BAB 6
HAPPY RAEDING
***
Bianca benar-benar tidak bisa menahan emosinya dan kata-kata itu keluar dari mulutnya. Ia hilang control harusnya ia tidak mengatakan kata-kata kasar itu kepada laki-laki ini. Ia selama ini berusaha menjaga manner nya dengan baik, namun yang ia lakukan barusan terdengar sangat liar, kampungan dan bodoh. Ia lalu mengunci mulutnya.
“Maaf ucapan saya tadi.”
“Sepertinya kamu tidak perlu mengurusi hidup saya dan Peter. Lebih baik kamu urus diri kamu sendiri,” ucap Bianca ia beranjak dari duduknya hendak pergi.
Alex melihat tindakan Bianca seketika ia menahan tangan wanita itu secara reflek. Ini pertama kalinya mereka bersentuhan. Mereka sama sama saling menatap satu sama lain, tangan hangat Alex seperti ada aliran listrik menjalar keseluruh tubuhnya.
“Silahkan duduk kembali, kita belum selesai bicara,” ucap Alex berusaha tenang.
Jujur apapun yang ada di muka bumi ini, baru kali ini ada seorang wanita yang mengatakannya kolot dan bodoh kepadanya. Ia akui kalau ia salah di sini, karena ia terlalu blak-balakan untuk menjauhi wanita itu dari ayahnya.Tindakannya ini membuat siapapun akan marah dan berontak. Mungkin strateginya salah.

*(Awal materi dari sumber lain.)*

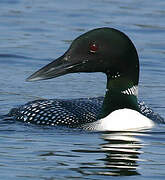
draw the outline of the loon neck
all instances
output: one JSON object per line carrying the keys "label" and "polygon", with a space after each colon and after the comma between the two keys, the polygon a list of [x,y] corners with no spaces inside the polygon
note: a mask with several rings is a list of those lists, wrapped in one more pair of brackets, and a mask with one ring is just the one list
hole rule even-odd
{"label": "loon neck", "polygon": [[133,83],[127,77],[107,76],[107,88],[103,101],[100,118],[104,118],[111,112],[129,108],[140,112],[137,101],[138,83]]}

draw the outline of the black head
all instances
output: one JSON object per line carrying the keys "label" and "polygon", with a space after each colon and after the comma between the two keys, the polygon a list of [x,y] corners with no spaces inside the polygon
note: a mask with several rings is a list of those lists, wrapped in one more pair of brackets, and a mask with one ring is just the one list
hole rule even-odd
{"label": "black head", "polygon": [[27,81],[76,72],[103,72],[109,77],[120,74],[138,84],[136,48],[124,33],[116,29],[94,29],[76,38],[64,55],[35,72]]}

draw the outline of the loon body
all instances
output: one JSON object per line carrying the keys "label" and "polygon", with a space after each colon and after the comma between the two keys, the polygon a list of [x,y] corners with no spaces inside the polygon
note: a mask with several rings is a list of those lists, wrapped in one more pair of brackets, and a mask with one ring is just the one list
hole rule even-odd
{"label": "loon body", "polygon": [[[113,28],[91,30],[75,39],[64,55],[32,74],[27,81],[77,72],[105,73],[105,97],[36,100],[12,109],[9,116],[32,124],[89,130],[144,129],[153,127],[150,119],[163,121],[137,100],[139,58],[132,41],[124,33]],[[130,121],[126,122],[127,119]],[[125,128],[113,126],[120,122]],[[127,128],[126,124],[134,127]]]}

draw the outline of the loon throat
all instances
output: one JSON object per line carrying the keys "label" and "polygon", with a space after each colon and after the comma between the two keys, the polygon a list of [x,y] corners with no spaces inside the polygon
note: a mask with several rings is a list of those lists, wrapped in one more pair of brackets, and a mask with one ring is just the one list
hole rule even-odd
{"label": "loon throat", "polygon": [[[27,81],[81,72],[102,72],[107,75],[104,98],[36,100],[13,108],[7,117],[36,125],[72,128],[83,128],[85,124],[92,123],[90,127],[94,129],[93,123],[100,118],[126,108],[129,109],[125,111],[126,118],[130,110],[135,110],[152,119],[156,116],[158,121],[164,121],[137,101],[139,58],[134,44],[121,31],[104,27],[80,35],[63,55],[36,71]],[[105,126],[106,122],[109,124],[109,121],[104,121]],[[109,126],[111,123],[113,121]]]}

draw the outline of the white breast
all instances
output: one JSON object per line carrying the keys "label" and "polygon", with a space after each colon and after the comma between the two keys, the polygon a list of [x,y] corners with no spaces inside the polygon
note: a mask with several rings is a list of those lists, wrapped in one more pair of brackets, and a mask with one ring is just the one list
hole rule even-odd
{"label": "white breast", "polygon": [[91,126],[98,131],[140,131],[152,128],[154,122],[135,110],[119,109]]}

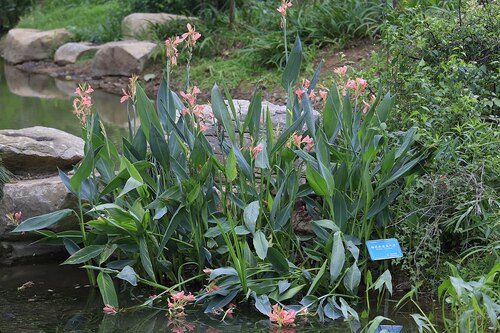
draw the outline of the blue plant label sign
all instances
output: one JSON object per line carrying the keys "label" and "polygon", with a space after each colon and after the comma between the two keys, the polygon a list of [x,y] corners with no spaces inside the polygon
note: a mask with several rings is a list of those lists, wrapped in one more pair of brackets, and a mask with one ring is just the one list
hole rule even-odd
{"label": "blue plant label sign", "polygon": [[366,241],[368,253],[373,261],[401,258],[403,251],[396,238]]}
{"label": "blue plant label sign", "polygon": [[375,330],[375,333],[400,333],[403,330],[401,325],[380,325]]}

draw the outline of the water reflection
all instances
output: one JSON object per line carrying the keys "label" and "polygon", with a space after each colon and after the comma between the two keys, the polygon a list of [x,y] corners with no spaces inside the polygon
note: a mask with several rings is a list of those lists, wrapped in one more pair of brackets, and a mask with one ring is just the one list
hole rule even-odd
{"label": "water reflection", "polygon": [[[47,126],[80,135],[78,119],[72,114],[77,83],[49,75],[31,74],[0,62],[0,129]],[[127,122],[126,105],[120,96],[96,90],[94,108],[115,142]]]}

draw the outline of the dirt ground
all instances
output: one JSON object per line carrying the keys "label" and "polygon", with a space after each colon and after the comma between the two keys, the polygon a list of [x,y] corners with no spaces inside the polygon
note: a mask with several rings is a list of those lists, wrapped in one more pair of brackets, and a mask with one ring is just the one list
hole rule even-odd
{"label": "dirt ground", "polygon": [[[337,52],[331,52],[327,49],[319,50],[314,65],[319,64],[321,60],[324,61],[322,76],[331,73],[333,69],[343,65],[350,65],[360,69],[363,66],[364,60],[370,57],[371,52],[375,48],[376,44],[373,41],[362,40]],[[58,79],[87,82],[94,88],[103,89],[117,95],[121,95],[122,89],[126,88],[128,84],[128,77],[124,76],[93,76],[90,61],[64,66],[57,65],[52,61],[36,61],[25,62],[16,67],[26,72],[46,74]],[[150,97],[154,97],[160,86],[162,67],[157,63],[149,64],[144,73],[153,73],[156,75],[154,79],[145,83],[147,94]],[[174,86],[173,88],[174,90],[178,90],[176,88],[180,87]],[[254,89],[253,84],[243,83],[231,91],[231,96],[233,99],[250,99]],[[262,87],[262,92],[264,100],[281,105],[286,103],[286,92],[281,87]],[[208,92],[205,94],[206,96],[201,95],[199,97],[202,100],[208,100],[210,97]]]}

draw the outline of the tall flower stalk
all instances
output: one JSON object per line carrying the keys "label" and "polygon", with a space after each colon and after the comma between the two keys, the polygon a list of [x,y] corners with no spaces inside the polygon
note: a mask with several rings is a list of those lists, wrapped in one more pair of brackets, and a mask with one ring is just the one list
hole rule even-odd
{"label": "tall flower stalk", "polygon": [[276,10],[281,14],[281,28],[283,29],[283,38],[285,40],[285,60],[288,63],[288,43],[286,38],[286,10],[292,7],[292,0],[281,0],[281,6]]}

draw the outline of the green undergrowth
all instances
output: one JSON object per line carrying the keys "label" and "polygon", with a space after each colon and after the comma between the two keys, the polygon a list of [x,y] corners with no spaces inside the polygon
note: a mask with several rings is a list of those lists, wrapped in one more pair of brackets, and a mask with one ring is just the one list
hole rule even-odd
{"label": "green undergrowth", "polygon": [[47,1],[21,17],[18,28],[50,30],[66,28],[77,41],[107,42],[121,36],[121,19],[128,14],[122,2]]}

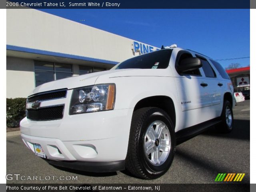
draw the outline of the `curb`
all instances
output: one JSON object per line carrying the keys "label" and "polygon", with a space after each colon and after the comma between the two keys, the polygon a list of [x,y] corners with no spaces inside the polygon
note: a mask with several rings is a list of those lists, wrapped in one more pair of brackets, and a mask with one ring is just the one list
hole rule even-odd
{"label": "curb", "polygon": [[6,137],[13,137],[20,134],[20,131],[12,131],[6,133]]}

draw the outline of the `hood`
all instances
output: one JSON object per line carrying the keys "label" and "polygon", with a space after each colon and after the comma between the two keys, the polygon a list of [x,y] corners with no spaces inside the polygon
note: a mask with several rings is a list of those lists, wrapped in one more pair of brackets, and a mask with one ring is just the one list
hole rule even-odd
{"label": "hood", "polygon": [[[125,69],[101,71],[51,81],[36,87],[30,95],[57,89],[73,89],[108,83],[109,78],[132,76],[166,76],[166,69]],[[170,74],[169,74],[170,75]]]}

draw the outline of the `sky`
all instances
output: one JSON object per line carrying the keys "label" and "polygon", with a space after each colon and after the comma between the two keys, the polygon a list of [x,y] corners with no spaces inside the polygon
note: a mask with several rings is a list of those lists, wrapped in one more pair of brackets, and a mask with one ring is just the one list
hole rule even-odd
{"label": "sky", "polygon": [[[176,44],[214,59],[250,57],[250,10],[42,9],[158,47]],[[220,61],[250,65],[250,58]]]}

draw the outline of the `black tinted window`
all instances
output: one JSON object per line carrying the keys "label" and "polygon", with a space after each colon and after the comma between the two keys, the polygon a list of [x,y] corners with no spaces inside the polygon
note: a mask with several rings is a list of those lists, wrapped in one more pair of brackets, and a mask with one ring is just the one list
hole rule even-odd
{"label": "black tinted window", "polygon": [[[184,59],[188,58],[193,57],[193,56],[189,52],[185,51],[180,51],[177,55],[176,58],[176,65],[180,65],[181,62]],[[193,70],[189,70],[182,73],[181,75],[189,75],[193,76],[200,76],[201,74],[199,69],[194,69]]]}
{"label": "black tinted window", "polygon": [[213,64],[213,65],[214,66],[214,67],[215,67],[216,69],[217,69],[218,71],[219,72],[219,73],[220,73],[220,76],[222,78],[224,79],[230,79],[228,75],[220,64],[215,61],[214,61],[213,60],[210,60],[211,61],[211,62],[212,63],[212,64]]}
{"label": "black tinted window", "polygon": [[165,69],[169,65],[172,51],[162,50],[135,57],[122,62],[115,69]]}
{"label": "black tinted window", "polygon": [[215,74],[215,72],[214,72],[212,68],[212,67],[210,64],[210,63],[208,62],[207,60],[204,58],[198,57],[197,56],[197,57],[201,60],[202,64],[203,66],[202,67],[203,68],[205,76],[207,77],[216,77],[216,74]]}

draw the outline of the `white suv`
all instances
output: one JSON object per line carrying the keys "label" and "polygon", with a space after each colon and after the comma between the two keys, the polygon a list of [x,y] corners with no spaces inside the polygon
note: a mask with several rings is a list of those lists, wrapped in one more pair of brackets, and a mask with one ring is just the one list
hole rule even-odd
{"label": "white suv", "polygon": [[219,64],[190,50],[163,49],[36,88],[21,136],[51,164],[93,172],[126,168],[154,179],[170,167],[176,142],[213,125],[232,130],[233,96]]}

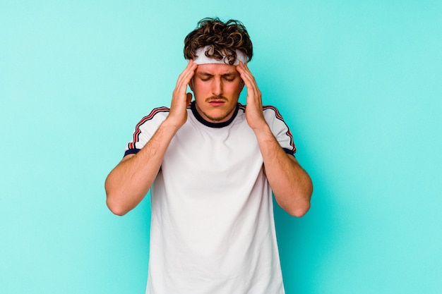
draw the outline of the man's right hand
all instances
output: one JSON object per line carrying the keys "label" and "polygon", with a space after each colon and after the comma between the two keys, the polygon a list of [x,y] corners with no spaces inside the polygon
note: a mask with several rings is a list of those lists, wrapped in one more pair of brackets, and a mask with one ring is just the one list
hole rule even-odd
{"label": "man's right hand", "polygon": [[193,76],[197,66],[198,65],[191,60],[177,81],[170,104],[170,111],[166,121],[177,128],[181,128],[187,121],[187,106],[192,99],[192,94],[187,92],[187,85]]}

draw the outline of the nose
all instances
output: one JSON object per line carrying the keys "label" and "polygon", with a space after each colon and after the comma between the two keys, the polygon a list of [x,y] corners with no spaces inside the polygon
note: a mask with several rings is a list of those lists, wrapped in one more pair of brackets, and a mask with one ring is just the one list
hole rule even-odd
{"label": "nose", "polygon": [[212,94],[219,96],[222,94],[222,81],[221,78],[216,77],[212,82]]}

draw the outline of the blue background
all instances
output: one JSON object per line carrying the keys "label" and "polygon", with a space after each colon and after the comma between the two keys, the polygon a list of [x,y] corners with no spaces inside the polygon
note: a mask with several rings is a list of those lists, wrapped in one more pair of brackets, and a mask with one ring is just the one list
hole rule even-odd
{"label": "blue background", "polygon": [[287,294],[442,293],[442,1],[411,0],[1,1],[0,293],[144,293],[149,200],[104,181],[206,16],[246,25],[314,182],[275,209]]}

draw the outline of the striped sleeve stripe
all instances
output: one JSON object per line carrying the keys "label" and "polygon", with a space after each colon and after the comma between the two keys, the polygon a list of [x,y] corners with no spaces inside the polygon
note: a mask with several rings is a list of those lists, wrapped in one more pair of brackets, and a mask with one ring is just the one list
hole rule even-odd
{"label": "striped sleeve stripe", "polygon": [[276,115],[276,118],[279,119],[280,121],[281,121],[282,123],[284,123],[287,130],[285,133],[290,139],[290,146],[292,146],[292,151],[293,152],[293,153],[296,153],[297,149],[296,149],[296,147],[294,146],[294,142],[293,142],[293,135],[292,135],[292,132],[290,132],[290,129],[289,128],[288,125],[287,125],[287,123],[285,123],[285,121],[284,121],[284,118],[282,118],[282,116],[281,116],[281,114],[280,114],[280,111],[277,110],[276,107],[274,107],[272,106],[263,106],[263,110],[265,110],[265,109],[273,110],[273,111],[275,111],[275,114]]}
{"label": "striped sleeve stripe", "polygon": [[169,109],[168,107],[158,107],[155,108],[150,111],[150,113],[146,116],[143,117],[141,121],[136,125],[135,128],[135,131],[133,132],[133,141],[129,143],[129,149],[136,149],[135,147],[135,144],[138,142],[140,134],[141,133],[141,130],[140,130],[140,127],[146,121],[150,121],[152,118],[155,117],[155,115],[160,112],[169,112]]}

Bianca melepaskan tangannya dan ia kembali duduk di kursinya. Ia memandang Alex Ia memperhatikannya, “Apa lagi yang akan kamu bicarakan?”
“Kamu kemarin berbohong kepada saya, data yang saya dapat kamu tidak memiliki bisnis kecantikan dan memiliki saham di perusahaan manufaktur.”
“Apa saja yang kamu tahu dari saya?”
“Semuanya.”
“Saya minta maaf saya memang berbohong kemarin. Saya melakukan itu karena harga diri saya saja.”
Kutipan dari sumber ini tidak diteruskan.